13 A counting shortcut

We count stuff in data science (and journalism) all the time. In our Billboard project we used summarize() and the n() function to count rows because we needed to understand the concepts of group_by, summarize and arrange. It is perfectly valid and the best way to explain and understand grouping and summarizing.

But in the interest of full disclosure, know that dplyr has a shortcut to group, count and arrange rows of data. The count() function takes the columns you want to group and then does the summarize on n() for you. We’ll demonstrate them with the Billboard data. You can create a new notebook to try this, or just use this for reference.

We didn’t start with count() because it can’t do anything else other than count rows, and we needed to build our GSA knowledge to summarize all kinds of ways, like sum(), mean() or slice().

13.1 Setup and import

We don’t normally put these together, but we’re just setting up a quick demonstration

library(tidyverse)
hot100 <- read_rds("data-processed/01-hot100.rds")

13.2 Basic count

We’re going to rework our first quest of the Billboard analysis:

Which performer had the most appearances on the Hot 100 chart at any position?

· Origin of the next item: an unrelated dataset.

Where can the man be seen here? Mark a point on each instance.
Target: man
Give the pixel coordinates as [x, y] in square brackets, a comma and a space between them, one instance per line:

Our logic is we want to count the number of rows based on each performer. We do this by adding the variables we want to group as arguments to count():

hot100 |> 
  count(performer)

13.2.1 Sort the results

If we want the highest counted row at the top (and we almost always do) then we can add an argument: sort = TRUE.

hot100 |> 
  count(performer, sort = TRUE)

13.2.2 Name the new column

Notice the counted table is called n. We can rename that with another argument, name = and give it the name we want in quotes.

hot100 |> 
  count(performer, sort = TRUE, name = "appearances")

13.2.3 Filter results as normal

To cut off the results, we just filter as we normally would.

hot100 |> 
  count(performer, sort = TRUE, name = "appearances") |> 
  filter(appearances > 650)

So the code above does the same things here as we did in our first Billboard quest, but with fewer lines.

13.3 Grouping on multiple variables

We can group on multiple variables by adding them. We’ll show this with the second quest:

Which song (title & performer) has been on the charts the most?

hot100 |> 
  count(
    title,
    performer,
    sort = TRUE,
    name = "appearances") |> 
  filter(appearances >= 70)